A discussão, no fundo, é sobre o alcance da autonomia individual. O STF não teria dificuldades, como não tiveram seus congêneres de outros países, de afirmar que a proteção constitucional à intimidade e à privacidade é de tal ordem que põe fora do alcance do legislador o que cada pessoa pode fazer com seu próprio corpo sem colocar terceiros em perigo. O voto original do ministro-relator, Gilmar Mendes, tinha essa pegada. Basta ver que ele considerara inconstitucional a punição para usuários de todas as drogas, não apenas de maconha.
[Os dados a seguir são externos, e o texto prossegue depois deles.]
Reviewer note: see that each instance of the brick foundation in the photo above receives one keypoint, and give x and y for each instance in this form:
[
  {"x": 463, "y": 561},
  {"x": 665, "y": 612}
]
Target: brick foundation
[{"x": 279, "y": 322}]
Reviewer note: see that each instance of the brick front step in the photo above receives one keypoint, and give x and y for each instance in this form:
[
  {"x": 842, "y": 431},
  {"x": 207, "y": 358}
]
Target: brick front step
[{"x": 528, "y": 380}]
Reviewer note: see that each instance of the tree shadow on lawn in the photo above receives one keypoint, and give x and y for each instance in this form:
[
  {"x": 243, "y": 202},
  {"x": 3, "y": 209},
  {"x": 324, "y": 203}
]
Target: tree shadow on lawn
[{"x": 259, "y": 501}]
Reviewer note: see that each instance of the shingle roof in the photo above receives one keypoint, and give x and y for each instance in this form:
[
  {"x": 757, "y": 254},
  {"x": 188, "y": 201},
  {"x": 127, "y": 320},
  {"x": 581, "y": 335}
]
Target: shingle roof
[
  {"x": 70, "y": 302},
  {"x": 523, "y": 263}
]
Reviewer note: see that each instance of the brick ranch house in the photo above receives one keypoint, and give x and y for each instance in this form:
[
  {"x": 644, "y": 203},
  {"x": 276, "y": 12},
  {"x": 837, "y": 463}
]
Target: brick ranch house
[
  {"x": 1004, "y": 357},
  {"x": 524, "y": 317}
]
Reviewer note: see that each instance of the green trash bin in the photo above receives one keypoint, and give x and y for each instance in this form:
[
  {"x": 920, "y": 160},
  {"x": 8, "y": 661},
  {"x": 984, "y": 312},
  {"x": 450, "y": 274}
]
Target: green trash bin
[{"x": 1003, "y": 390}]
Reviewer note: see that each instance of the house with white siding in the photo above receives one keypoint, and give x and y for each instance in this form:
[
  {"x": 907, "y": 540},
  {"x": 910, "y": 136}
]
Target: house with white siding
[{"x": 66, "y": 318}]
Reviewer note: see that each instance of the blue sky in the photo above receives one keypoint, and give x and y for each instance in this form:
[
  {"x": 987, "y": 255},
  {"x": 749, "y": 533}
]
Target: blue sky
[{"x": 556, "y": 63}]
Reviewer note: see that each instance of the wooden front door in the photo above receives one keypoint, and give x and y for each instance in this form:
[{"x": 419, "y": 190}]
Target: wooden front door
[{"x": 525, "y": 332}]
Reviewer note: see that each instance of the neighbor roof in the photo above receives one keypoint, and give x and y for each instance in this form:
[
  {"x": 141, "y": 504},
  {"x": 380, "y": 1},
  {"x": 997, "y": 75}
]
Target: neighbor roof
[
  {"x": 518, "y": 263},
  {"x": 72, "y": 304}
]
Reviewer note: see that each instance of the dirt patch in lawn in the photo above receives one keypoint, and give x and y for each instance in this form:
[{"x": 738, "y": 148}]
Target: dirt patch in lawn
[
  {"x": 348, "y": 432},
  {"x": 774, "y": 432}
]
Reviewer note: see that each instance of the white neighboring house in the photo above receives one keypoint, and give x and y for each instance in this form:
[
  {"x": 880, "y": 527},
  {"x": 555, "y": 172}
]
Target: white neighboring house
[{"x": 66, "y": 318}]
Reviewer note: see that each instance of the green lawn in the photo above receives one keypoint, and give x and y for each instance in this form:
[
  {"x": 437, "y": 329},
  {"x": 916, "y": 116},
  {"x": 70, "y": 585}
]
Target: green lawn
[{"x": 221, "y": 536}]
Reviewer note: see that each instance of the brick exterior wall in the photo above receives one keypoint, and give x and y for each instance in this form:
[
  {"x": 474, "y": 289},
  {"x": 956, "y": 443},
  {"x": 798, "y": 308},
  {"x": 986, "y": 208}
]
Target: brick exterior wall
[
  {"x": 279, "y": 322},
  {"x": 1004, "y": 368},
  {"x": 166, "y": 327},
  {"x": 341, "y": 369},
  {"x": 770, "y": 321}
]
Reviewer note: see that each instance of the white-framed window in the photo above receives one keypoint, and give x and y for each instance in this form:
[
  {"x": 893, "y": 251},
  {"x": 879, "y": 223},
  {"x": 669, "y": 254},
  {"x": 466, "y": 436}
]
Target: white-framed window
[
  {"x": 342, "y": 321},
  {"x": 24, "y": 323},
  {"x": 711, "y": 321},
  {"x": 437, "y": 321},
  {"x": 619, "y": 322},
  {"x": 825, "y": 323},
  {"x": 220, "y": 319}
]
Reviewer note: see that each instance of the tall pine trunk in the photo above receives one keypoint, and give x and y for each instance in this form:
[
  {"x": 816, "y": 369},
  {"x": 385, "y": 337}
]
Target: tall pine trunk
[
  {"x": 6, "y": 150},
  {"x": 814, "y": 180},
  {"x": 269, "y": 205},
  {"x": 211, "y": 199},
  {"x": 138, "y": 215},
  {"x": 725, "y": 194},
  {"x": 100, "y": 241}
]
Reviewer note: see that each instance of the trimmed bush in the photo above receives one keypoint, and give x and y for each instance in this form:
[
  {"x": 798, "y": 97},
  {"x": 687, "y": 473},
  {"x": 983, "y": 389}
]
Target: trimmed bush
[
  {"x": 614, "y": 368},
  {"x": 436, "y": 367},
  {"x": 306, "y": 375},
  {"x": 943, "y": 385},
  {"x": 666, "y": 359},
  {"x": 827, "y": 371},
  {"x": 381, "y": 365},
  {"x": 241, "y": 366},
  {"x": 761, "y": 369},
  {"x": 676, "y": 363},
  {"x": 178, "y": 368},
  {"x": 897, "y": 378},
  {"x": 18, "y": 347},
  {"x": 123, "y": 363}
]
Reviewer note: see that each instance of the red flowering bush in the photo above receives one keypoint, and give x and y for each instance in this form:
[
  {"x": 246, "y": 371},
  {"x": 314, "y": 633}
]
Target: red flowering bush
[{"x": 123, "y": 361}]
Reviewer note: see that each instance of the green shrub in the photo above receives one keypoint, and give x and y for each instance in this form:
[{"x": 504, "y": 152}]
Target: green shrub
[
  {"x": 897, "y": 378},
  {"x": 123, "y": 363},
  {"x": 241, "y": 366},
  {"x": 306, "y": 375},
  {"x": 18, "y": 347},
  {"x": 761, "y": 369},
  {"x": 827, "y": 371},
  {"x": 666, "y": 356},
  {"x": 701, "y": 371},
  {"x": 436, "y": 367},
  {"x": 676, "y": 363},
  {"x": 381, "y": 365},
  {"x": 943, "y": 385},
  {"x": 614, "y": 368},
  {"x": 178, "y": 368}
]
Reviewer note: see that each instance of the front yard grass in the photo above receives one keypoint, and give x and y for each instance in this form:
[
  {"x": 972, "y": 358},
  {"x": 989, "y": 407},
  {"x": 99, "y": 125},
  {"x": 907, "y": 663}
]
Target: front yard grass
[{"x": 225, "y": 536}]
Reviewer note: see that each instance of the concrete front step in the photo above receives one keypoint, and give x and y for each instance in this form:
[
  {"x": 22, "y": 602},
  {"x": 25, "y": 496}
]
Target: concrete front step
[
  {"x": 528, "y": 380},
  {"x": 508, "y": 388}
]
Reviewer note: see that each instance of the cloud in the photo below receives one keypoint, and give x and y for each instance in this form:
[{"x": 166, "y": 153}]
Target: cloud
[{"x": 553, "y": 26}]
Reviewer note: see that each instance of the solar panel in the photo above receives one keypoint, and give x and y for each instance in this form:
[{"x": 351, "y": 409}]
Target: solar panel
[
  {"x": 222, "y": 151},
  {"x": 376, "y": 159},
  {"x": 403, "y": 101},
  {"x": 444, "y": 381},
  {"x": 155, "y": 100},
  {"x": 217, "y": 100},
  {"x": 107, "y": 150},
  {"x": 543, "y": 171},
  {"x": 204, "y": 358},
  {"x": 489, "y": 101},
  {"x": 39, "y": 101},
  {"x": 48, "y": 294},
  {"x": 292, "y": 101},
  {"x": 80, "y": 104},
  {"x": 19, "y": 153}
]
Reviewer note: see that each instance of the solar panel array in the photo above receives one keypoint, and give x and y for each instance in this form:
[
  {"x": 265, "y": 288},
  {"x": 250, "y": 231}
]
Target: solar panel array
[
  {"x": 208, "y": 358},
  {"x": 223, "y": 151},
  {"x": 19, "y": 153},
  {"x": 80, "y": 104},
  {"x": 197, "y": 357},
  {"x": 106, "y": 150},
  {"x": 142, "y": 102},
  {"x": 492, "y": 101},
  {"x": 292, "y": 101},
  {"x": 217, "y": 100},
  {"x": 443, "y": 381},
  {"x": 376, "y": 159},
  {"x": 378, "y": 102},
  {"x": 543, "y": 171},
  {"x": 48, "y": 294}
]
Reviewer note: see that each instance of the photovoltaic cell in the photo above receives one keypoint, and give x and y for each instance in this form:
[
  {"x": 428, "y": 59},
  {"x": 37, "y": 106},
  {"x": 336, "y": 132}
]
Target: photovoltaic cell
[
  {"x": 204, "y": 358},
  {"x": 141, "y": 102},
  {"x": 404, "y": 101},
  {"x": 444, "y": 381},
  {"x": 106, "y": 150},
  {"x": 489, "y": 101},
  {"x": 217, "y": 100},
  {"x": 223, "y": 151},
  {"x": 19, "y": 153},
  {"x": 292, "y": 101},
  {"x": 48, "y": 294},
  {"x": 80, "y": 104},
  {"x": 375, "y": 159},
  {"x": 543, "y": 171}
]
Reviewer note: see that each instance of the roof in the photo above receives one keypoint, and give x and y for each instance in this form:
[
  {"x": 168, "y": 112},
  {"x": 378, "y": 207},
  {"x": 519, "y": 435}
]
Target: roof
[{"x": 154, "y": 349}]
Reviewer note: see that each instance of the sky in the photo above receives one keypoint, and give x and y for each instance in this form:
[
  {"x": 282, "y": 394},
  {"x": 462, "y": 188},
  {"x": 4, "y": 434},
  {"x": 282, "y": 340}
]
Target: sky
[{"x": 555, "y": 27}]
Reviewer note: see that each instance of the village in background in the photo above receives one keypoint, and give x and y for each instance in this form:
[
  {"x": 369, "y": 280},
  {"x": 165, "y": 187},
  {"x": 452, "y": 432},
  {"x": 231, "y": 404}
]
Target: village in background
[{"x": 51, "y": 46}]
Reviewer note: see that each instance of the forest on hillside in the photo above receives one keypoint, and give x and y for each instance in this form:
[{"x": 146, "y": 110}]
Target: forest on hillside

Os ministros, porém, tendo percebido que o Legislativo resistiria à mudança de paradigma, se lançaram numa política de apaziguamento que foi desidratando o alcance e o teor da decisão. Gilmar mudou seu voto para abarcar só a maconha. O presidente do STF, ministro Luís Roberto Barroso, tentou vender a ideia de que um julgamento sobre a impossibilidade de o Estado impor sanção penal não tratava nem de descriminalização nem de despenalização. O que deveria ser uma tese constitucional robusta se transmutou numa versão caquética e confusa —policiais e juízes vão ter dificuldades para descobrir como deverão agir daqui em diante.
O STF é um poder contramajoritário ao qual cabe garantir os direitos fundamentais dos cidadãos. Também é um poder não eleito que precisa exercer a autocontenção. Isso significa que ele deve evitar entrar em bolas divididas, mas não deve ter medo de ser lógico e contundente nas brigas que decide comprar. Não é o que aconteceu aqui.